Google’s rivals have said the Mountain View, California- based company is critical of the patent system because it has few patents of its own and entered a smartphone market where companies had been researching and selling products for years before Android phones went on sale in 2008.

The Android system is a free, open-source program that relies on some nonproprietary features Google didn’t create and allows outside developers to modify the code. That has left the company vulnerable to claims that it built Android on the backs of research done by other technology companies.

The patents Google acquired related to a swath of computing areas, from chip technology to relational databases and object oriented programming. While we’re not privy to the entire treasure chest attained by Google, one has to assume that Mountain View feels that it will help them stave off future legal attacks and, perhaps, defend its Android OS in on-going litigation as well.
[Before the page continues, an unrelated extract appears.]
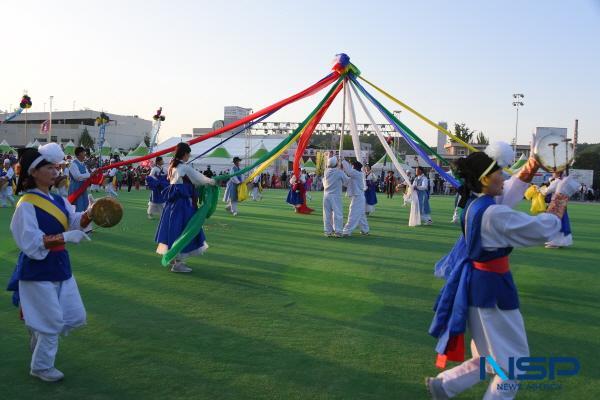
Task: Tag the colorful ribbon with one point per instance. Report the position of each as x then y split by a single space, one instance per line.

Again, remember that Google has a relatively thin patent portfolio, especially compared to companies like Microsoft, Apple, Samsung, and Oracle with patent portfolios that range in the tens of thousands. That said, Google’s recent patent acquisition may not necessarily be directly related to Android, but rather a strategic purchase to beef up its patent portfolio in an attempt to play catchup to the big boys.

Of course, the incessant number of lawsuits directed Apple suggests that if a company has deep pockets, patent trolls and those with legitimate claims will come a’knocking regardless of any deep library of patents.